Delivery outcomes in women with body mass index of 40 kg/m2 or greater stratified by planned and actual mode of delivery: a systematic review and meta-analysis.

2020 
INTRODUCTION Pregnant women with a body mass index (BMI) ≥40kg/m2 are at an increased risk of requiring planned- and unplanned cesarean deliveries (CD). The aim of this systematic review is to compare delivery outcomes in women with BMI ≥40kg/m2 based on planned and actual mode of delivery. MATERIAL AND METHODS Five databases were searched for English and French-language publications until February 2019, and all studies reporting on delivery outcomes in women with BMI ≥40kg/m2 , stratified by planned and actual mode of delivery, were included. Risk-of-bias was assessed using the Newcastle-Ottawa Scale. Relative risks (RR) and 95% confidence intervals were calculated using random-effects meta-analysis. RESULTS Ten observational studies were included. Anticipated vaginal birth vs. planned CD (5 studies, n=2216) was associated with higher risk for postpartum hemorrhage (13.0% vs. 4.1%, p<0.001, numbers needed to harm (NNH=11), I2 =0%) but lower risk for wound complications (7.6% vs. 14.5%, p<0.001, numbers needed to treat (NNT=15), I2 =58.3%).
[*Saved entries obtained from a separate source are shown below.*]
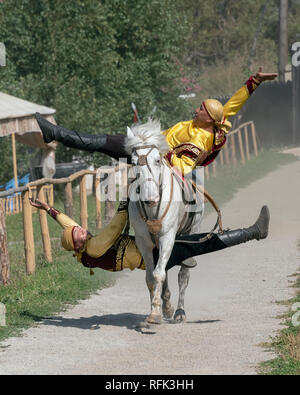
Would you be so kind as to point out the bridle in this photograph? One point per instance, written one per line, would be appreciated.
(155, 224)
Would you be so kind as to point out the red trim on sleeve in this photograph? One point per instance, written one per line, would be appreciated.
(252, 85)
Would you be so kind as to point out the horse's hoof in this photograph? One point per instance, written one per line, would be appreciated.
(179, 316)
(143, 325)
(168, 312)
(154, 319)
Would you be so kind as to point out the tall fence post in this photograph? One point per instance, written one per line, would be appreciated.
(110, 197)
(98, 201)
(254, 139)
(241, 147)
(28, 234)
(83, 203)
(68, 200)
(44, 226)
(247, 142)
(4, 258)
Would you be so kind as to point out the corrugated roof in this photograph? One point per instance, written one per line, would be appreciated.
(12, 107)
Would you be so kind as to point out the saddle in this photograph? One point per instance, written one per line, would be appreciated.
(192, 200)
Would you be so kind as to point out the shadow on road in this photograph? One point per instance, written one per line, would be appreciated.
(127, 320)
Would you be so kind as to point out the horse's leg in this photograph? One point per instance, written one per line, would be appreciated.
(167, 308)
(159, 274)
(183, 281)
(184, 273)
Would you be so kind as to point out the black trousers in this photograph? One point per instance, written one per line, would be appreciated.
(182, 251)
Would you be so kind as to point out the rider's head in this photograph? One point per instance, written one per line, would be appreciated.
(211, 113)
(74, 238)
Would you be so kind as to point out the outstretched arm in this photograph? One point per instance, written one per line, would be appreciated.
(236, 102)
(61, 218)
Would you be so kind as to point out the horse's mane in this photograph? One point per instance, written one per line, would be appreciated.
(148, 133)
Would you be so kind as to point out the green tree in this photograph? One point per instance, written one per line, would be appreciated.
(90, 59)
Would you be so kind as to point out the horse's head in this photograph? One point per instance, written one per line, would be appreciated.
(146, 145)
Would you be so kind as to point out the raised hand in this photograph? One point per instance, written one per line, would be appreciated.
(39, 204)
(260, 76)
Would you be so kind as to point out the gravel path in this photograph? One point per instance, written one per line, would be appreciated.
(231, 305)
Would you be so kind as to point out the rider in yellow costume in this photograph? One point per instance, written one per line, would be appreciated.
(111, 250)
(192, 143)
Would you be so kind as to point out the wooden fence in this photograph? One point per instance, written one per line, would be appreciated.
(240, 146)
(40, 186)
(13, 204)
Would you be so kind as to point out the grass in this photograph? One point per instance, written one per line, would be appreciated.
(230, 179)
(54, 286)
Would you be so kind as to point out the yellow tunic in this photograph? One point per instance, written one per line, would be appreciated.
(127, 256)
(190, 144)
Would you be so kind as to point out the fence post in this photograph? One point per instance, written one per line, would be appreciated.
(206, 172)
(254, 138)
(111, 193)
(98, 201)
(241, 146)
(68, 200)
(214, 166)
(247, 142)
(4, 258)
(83, 203)
(28, 234)
(233, 150)
(44, 226)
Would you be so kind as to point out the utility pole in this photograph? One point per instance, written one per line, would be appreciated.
(283, 39)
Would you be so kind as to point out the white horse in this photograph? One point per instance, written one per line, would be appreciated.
(155, 193)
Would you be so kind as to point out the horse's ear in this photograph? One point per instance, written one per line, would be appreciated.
(130, 134)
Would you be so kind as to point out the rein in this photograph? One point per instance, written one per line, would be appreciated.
(154, 225)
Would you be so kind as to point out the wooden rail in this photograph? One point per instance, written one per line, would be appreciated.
(38, 189)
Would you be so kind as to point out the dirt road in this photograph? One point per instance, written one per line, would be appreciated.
(230, 305)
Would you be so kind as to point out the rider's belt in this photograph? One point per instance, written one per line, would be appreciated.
(191, 151)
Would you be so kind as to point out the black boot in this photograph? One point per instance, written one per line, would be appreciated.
(257, 231)
(112, 145)
(182, 251)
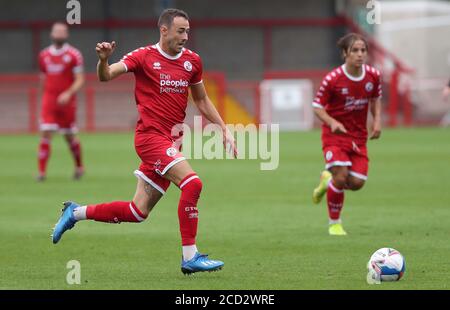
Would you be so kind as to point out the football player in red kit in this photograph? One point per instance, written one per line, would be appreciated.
(62, 67)
(342, 103)
(164, 72)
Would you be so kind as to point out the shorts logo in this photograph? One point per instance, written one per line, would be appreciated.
(156, 66)
(171, 151)
(188, 66)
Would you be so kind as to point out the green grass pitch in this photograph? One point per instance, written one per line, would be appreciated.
(261, 224)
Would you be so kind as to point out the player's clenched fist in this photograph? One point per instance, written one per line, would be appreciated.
(105, 49)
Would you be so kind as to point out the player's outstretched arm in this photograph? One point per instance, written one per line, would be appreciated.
(375, 110)
(209, 111)
(336, 127)
(106, 72)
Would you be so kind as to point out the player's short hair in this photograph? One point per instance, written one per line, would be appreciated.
(60, 22)
(347, 41)
(167, 16)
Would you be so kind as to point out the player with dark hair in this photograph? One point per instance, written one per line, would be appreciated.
(62, 68)
(446, 91)
(164, 73)
(342, 103)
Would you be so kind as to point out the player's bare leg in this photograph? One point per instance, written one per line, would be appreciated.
(75, 148)
(146, 197)
(182, 175)
(135, 211)
(335, 199)
(354, 183)
(44, 154)
(321, 189)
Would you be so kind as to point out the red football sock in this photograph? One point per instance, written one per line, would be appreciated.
(191, 187)
(43, 155)
(335, 201)
(115, 212)
(75, 148)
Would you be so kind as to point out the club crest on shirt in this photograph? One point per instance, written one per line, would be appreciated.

Planned trial of labour vs. repeat CD (3 studies, n=4144) was associated with higher risk for uterine dehiscence (0.94% vs. 0.42%, p=0.04, NNH=200, I2 =0%), endometritis (5.1% vs. 2.2%, p<0.001, NNH=35, I2 =0%), prolonged hospitalization (one study, 30.3% vs. 26.0%, p=0.003, NNH=23), low five-minute Apgar scores (4.9% vs. 1.7%, RR 2.95 (2.03, 4.28), NNH=30, I2 =0%) and birth trauma (1.1% vs. 0.2%, p<0.001, NNH=111, I2 =0%). Successful vaginal birth vs. intrapartum CD (n=3625) was associated with lower risk of postpartum hemorrhage (15.1% vs 70%, p<0.001, NNT=2, I2 =0%), wound complications (one study, 0% vs. 4.4%, p=0.007, NNT=23), prolonged hospitalization (one study, 1.9% vs. 6.7%, 0.04, NNT=21) and low five-minute Apgar scores (one study, 1.0% vs. 5.6%, p=0.03, NNT=22), but more birth trauma (5.9% vs. 0.6%, p=0.005, NNH=19, I2 =0%). Compared groups had dissimilar demographic characteristics. Although studies scored 6-7/9 on risk-of-bias assessment, they were at high-risk for confounding by indication. CONCLUSIONS Evidence from observational studies suggests clinical equipoise regarding the optimal mode of delivery in women with BMI ≥40kg/m2 and no prior CD, which is best addressed by a randomized trial. Based on an unplanned subgroup analysis, for women with BMI ≥40kg/m2 and prior CD, repeat CD may be associated with better clinical outcomes.